Amri ready to display fine touch

Amri ready to display fine touch

Singapore striker Khairul Amri will never forget the booming yet fatherly voice that drilled into him the simplest advice a footballer can get.

"Amri, get your first touch right first," the wiry man with the craggy face would often belt out from his customary spot on many a training field.

But tonight, the disciple will get no advice from his former master. Instead, Amri prepares for the unfamiliar sight of Raddy Avramovic in enemy colours, at the helm of rivals Myanmar.

"It's very weird because this man has been the biggest influence in my career," said the 29-year-old, who was handed his first international start by the Serb in the 2004 ASEAN Football Federation championship final.

"I want to beat his team but at the same time, I owe him so much," added Amri.

As many as seven of the Lions' expected 11 starters against Myanmar received their first caps from Avramovic.

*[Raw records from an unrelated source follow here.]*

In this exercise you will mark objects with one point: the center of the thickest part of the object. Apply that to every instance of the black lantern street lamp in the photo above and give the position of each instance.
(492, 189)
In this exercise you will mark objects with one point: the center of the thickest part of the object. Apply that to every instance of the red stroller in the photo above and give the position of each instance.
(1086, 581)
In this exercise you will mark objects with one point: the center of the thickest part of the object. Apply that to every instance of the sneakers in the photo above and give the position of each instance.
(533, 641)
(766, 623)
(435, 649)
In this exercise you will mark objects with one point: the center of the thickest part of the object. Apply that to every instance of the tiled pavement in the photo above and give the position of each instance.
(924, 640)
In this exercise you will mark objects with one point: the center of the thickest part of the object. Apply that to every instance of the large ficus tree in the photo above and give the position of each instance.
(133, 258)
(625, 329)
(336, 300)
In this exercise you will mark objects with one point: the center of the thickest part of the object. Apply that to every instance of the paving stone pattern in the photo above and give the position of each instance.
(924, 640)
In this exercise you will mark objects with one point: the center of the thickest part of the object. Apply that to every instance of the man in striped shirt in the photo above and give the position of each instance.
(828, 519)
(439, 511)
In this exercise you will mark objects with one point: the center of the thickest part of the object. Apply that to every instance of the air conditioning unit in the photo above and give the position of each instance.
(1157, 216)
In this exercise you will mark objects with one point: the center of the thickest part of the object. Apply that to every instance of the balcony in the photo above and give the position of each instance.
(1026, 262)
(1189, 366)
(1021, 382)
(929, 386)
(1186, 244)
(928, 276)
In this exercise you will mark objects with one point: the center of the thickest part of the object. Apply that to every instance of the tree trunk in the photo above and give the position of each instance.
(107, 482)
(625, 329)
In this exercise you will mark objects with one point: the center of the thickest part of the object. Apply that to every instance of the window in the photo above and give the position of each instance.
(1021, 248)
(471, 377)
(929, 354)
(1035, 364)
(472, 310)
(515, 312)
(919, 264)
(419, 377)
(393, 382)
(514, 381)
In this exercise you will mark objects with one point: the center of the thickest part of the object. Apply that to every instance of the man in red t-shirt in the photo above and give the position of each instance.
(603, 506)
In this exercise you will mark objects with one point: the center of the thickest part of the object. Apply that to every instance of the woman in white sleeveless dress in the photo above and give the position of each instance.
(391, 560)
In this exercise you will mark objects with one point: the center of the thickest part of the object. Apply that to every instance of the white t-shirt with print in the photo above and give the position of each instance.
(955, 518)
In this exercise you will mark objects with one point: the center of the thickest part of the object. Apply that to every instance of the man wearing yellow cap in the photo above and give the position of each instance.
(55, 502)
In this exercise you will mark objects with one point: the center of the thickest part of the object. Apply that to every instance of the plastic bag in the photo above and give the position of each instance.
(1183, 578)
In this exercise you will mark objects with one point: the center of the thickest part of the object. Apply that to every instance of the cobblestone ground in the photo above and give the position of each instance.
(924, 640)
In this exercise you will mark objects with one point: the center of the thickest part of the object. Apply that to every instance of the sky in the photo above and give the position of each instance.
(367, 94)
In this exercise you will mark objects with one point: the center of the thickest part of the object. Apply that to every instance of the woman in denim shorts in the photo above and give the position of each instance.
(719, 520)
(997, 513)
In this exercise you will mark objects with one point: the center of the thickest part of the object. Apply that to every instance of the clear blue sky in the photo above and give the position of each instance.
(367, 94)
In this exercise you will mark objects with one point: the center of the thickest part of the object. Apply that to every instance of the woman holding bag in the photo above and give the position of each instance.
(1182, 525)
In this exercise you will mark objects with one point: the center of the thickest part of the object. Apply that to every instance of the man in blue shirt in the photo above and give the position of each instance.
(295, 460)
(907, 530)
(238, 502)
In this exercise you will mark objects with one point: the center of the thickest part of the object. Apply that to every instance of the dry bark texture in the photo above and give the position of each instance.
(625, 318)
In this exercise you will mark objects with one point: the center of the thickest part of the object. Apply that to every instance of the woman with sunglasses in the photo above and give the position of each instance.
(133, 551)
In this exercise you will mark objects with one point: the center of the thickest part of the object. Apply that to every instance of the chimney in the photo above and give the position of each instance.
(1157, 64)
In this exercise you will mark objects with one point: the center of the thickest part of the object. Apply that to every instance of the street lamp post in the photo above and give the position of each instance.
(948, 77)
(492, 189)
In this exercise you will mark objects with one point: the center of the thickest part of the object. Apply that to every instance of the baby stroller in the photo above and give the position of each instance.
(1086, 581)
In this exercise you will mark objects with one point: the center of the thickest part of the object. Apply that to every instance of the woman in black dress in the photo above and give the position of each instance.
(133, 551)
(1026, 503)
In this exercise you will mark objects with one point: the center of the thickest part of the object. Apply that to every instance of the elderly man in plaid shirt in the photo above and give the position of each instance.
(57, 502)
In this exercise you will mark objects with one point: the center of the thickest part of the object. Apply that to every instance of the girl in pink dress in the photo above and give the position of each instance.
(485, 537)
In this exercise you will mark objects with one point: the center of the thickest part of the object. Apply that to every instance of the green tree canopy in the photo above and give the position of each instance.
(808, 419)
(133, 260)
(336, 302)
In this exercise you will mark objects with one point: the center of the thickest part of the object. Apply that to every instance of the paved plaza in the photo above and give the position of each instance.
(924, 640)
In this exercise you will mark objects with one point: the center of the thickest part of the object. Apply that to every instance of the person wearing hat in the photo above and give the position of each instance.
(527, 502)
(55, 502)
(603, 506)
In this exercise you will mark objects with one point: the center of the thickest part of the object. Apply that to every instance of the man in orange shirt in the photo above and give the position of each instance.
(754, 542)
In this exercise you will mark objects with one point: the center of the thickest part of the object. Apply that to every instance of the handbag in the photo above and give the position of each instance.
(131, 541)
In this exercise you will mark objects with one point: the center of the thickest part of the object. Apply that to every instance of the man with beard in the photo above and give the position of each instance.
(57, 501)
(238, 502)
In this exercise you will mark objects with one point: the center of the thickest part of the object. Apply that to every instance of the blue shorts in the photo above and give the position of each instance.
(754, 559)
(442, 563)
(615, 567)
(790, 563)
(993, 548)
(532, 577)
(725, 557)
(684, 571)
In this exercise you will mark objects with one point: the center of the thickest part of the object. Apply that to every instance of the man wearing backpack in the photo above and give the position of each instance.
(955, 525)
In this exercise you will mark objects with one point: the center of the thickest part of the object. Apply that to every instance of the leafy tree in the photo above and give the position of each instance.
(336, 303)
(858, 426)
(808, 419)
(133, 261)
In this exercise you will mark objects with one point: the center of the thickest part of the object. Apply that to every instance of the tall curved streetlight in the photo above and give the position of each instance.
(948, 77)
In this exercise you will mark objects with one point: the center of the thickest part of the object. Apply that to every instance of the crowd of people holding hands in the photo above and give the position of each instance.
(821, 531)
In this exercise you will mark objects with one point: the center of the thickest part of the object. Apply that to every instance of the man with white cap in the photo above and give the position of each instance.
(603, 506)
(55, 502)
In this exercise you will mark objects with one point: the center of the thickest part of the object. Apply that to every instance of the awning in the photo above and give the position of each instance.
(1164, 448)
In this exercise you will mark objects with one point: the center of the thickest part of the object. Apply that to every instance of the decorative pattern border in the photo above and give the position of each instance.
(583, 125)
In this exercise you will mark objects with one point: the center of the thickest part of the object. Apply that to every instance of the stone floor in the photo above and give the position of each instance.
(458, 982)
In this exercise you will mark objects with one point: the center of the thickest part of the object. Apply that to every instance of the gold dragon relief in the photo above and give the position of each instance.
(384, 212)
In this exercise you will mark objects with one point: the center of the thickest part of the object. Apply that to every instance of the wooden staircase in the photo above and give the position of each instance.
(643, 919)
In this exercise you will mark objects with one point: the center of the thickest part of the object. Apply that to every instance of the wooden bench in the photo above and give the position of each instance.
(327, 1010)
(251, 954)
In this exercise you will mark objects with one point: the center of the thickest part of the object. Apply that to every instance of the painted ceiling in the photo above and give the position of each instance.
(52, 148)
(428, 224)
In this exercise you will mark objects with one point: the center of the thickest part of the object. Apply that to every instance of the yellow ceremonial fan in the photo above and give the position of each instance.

Captain Shahril Ishak made his international bow just before the former Notts County goalkeeper took over in 2003 but, like Amri, he credits his one-time mentor for honing his talent.

Once a flair-based forward in danger of being stereotyped as an impact substitute, the 30-year-old became Singapore's chief offensive architect thanks to some timely advice.

"Raddy taught me basic but crucial stuff like looking up to see how the action unfolds, not to rush into passes and not to gelek (Malay for dribble) too much," said Shahril, the Most Valuable Player at the 2012 edition of the AFF Cup that Singapore won.

As they have done at M Hotel, the teams' base over the past week, the Singapore players will still exchange handshakes and polite nods when they see Avramovic at the National Stadium.

But the referee's whistle marks the end of niceties.

Shahril said: "We have to put our friendship aside. We have a responsibility to Singapore to win."

Amri plans to prove he has heeded all those instructions over the years.

He said: "It's time to show Raddy how my first touch looks like now."